The prize dubbed the “Jewish Nobel” will be going to Barbra Streisand later this year, in a return to its tradition of honoring Jewish celebrities for their lifetime of achievements.
The iconic actor and singer is getting the Genesis Prize, which has been awarded since 2013, in recognition of her contributions to a number of fields, including the arts and philanthropy.
The prize was endowed by a group of Russian Jewish billionaires, three of whom stepped down from the board of a related foundation, the Genesis Philanthropy Group, after being targeted by Western sanctions last year for their ties to Vladimir Putin following his invasion of Ukraine. The most recent Genesis Prize, awarded earlier this year, went to Jewish activists and nonprofits in Ukraine — the first time the prize had not been given to a single individual.
Now, the prize foundation is signaling a return to normalcy by selecting Streisand, 81, who has served as a symbol of pride for generations of women and men who saw themselves reflected in her brash, Brooklyn-bred, unapologetically Jewish persona. She has sold more than 100 million records; had more albums chart in the Top 40 than any other female recording artist; and is one of just 18 people to rack up an EGOT — an Emmy, Grammy, Oscar and Tony.
The prize’s goal is to stimulate Jewish giving by raising awareness of particular needs. Streisand will be donating her $1 million award to four groups aimed at protecting the environment, promoting women’s health, combating disinformation in the media and aiding the people of Ukraine, according to a press release from the Genesis Prize Foundation.

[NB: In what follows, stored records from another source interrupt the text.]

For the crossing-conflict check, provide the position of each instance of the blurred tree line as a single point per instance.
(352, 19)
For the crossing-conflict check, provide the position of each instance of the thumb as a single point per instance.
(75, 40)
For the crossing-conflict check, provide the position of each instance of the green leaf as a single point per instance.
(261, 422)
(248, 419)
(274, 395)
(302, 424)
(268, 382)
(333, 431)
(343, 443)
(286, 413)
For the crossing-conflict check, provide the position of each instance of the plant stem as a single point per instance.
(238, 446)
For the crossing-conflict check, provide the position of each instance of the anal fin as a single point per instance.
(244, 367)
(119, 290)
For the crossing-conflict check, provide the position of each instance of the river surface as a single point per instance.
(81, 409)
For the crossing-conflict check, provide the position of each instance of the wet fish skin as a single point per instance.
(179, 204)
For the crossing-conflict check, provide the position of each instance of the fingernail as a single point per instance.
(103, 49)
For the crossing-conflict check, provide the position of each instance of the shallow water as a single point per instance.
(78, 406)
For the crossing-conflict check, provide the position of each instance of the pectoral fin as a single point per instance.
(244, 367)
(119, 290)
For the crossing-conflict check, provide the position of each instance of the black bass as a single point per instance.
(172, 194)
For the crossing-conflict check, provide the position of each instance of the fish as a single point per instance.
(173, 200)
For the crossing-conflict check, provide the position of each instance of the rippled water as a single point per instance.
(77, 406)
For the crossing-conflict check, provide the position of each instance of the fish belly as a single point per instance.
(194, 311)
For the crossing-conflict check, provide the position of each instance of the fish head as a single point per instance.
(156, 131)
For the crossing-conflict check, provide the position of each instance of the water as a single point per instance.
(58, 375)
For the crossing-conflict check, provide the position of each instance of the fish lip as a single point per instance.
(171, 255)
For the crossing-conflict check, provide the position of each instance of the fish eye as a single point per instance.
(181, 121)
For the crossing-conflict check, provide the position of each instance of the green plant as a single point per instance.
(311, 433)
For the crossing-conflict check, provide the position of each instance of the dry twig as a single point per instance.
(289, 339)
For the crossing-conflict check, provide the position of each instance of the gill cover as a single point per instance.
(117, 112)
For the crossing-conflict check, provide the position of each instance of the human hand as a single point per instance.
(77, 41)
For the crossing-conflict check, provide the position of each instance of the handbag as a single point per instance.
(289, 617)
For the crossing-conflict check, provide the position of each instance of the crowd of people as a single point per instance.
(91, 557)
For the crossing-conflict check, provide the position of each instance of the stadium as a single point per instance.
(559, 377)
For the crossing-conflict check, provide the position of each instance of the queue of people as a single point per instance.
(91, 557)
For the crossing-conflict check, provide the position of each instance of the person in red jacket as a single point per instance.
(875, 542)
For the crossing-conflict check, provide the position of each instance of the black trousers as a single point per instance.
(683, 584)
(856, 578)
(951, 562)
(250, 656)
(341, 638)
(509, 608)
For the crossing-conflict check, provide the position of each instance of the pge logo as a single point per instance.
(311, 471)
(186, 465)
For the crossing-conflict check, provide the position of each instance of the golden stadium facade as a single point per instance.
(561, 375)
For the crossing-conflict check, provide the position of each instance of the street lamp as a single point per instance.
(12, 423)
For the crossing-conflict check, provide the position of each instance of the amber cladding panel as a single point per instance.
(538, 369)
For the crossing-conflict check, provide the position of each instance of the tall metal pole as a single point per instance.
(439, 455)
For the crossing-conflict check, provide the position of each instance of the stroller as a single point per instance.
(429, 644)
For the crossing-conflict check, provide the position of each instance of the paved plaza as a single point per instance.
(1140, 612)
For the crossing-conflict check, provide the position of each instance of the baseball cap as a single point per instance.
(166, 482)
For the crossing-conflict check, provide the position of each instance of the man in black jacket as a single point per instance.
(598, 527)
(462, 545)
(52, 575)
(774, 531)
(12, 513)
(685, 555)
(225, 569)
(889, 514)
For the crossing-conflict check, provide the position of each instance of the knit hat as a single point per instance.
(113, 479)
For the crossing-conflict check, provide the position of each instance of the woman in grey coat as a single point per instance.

“I am delighted to be honored by the special 10th Anniversary Genesis Prize and to work with The Genesis Prize Foundation to support organizations that seek to better society and our shared humanity,” Streisand said in a statement. “I am very proud of my Jewish heritage, and have always been moved by the Jewish tradition of tikkun olam, to repair the world. I hope to join and inspire others in their own commitment to build a better world.”
The ceremony honoring Streisand, which will be held for the first time in Los Angeles, marks another change for the prize.
Before this year, the prize had been awarded at a ceremony in Israel. In the past, it was presented in cooperation with the Israeli Prime Minister’s Office, and in 2018, actor Natalie Portman, that year’s honoree, stirred controversy by declining to attend the ceremony in protest of “recent events” in Israel. The partnership with the prime minister ended in 2020.
The award seeks to honor “extraordinary individuals for their outstanding professional achievement, contribution to humanity, and commitment to Jewish values,” according to the press release, and has generally gone to a celebrity who has worn their Jewish identity publicly. Many of its laureates have been involved in the arts — including actors Michael Douglas and Portman; sculptor Anish Kapoor; violinist Itzhak Perlman; and, in 2021, filmmaker Steven Spielberg.
“Her sense of responsibility to heal the world grows out of her Jewish values and her Jewish identity, which Barbra has displayed proudly since the very beginning of her extraordinary career,” Genesis Prize Foundation founder Stan Polovets said in a statement about Streisand. “Barbra’s innovative philanthropy has had significant impact in so many areas, including health, environment, and gender equality.”